Scalable and Flexible Causal Discovery with an Efficient Test for Adjacency
Alan Nawzad Amin, Andrew Gordon Wilson
TL;DR
The paper addresses scalable causal discovery for systems with thousands of variables by introducing the Differentiable Adjacency Test (DAT), which converts the discrete separating-set search into a differentiable optimization problem. DAT-Graph builds on DAT to learn large-scale causal graphs by first constructing a sparse moral graph and then performing two DAT-based adjacency tests to infer the skeleton, with extensions to learn from intervention data. Empirical results show that DAT-Graph scales to around 1000 variables, achieves competitive or superior skeleton accuracy compared to gradient-based baselines, and improves downstream intervention predictions in RNA sequencing data, especially when combined with hybrid modeling. Overall, the work offers a practical, scalable framework for reliable causal discovery in high-dimensional, complex systems and highlights the potential for integrating testing-based pruning with gradient-based model search to enhance performance.
Abstract
To make accurate predictions, understand mechanisms, and design interventions in systems of many variables, we wish to learn causal graphs from large scale data. Unfortunately the space of all possible causal graphs is enormous so scalably and accurately searching for the best fit to the data is a challenge. In principle we could substantially decrease the search space, or learn the graph entirely, by testing the conditional independence of variables. However, deciding if two variables are adjacent in a causal graph may require an exponential number of tests.

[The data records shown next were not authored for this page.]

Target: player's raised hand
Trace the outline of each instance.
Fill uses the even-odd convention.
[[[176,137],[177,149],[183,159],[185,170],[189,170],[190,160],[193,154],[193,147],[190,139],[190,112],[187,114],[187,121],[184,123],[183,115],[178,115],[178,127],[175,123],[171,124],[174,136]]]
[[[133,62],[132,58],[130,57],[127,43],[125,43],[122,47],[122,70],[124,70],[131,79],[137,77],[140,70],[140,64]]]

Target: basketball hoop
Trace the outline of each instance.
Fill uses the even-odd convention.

Here we build a scalable and flexible method to evaluate if two variables are adjacent in a causal graph, the Differentiable Adjacency Test (DAT). DAT replaces an exponential number of tests with a provably equivalent relaxed problem. It then solves this problem by training two neural networks. We build a graph learning method based on DAT, DAT-Graph, that can also learn from data with interventions. DAT-Graph can learn graphs of 1000 variables with state of the art accuracy. Using the graph learned by DAT-Graph, we also build models that make much more accurate predictions of the effects of interventions on large scale RNA sequencing data.